"AWS (Real)" is flaky
Buildkite link
https://buildkite.com/materialize/nightlies/builds/6448#018daa2c-f08f-405c-95d0-1fc0a0f6d7bc
Relevant log output
: {'S': 'ERROR', 'C': '58000', 'M': 'role trust policy does not require an external ID', 'D': "The trust policy for the connection's role (arn:aws:iam::400121260767:role/testdrive-3254404661-Customer) is insecure and allows any Materialize customer to assume the role.", 'H': 'See: https://materialize.com/s/aws-connection-role-trust-policy'}
Additional thoughts
For tracking if more occurrences happen.
Thanks! I'll keep this in my background queue. Please ping if you see this happen again. One easy fix here is to bump the IAM sleep from 10s to 30s. That will slow the test down quite a bit though. The slightly less easy fix is to add retry loops, so that we wait as long as necessary to see what we expect, rather than blanket waiting 10 or 30s.

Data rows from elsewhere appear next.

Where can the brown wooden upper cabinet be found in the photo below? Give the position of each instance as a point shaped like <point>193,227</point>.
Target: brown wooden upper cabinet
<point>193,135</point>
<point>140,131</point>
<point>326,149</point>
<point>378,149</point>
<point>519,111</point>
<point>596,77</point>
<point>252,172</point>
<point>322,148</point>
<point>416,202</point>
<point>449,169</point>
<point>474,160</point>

Another simple option: maybe just tell Buildkite to retry this one up to three times when it fails?
Seen again in https://buildkite.com/materialize/nightlies/builds/6603#018de042-0791-4d1e-8b29-e7a3a942d71d.
Have we had trouble with this since #25553 landed?
Have we had trouble with this since #25553 landed?
That change landed on Feb 26. Since then, it has failed three times (twice due to this error in builds/6761 and builds/7159, and once in builds/6755 in which most jobs failed) but it recovered each time.
We can consider this resolved.
Great!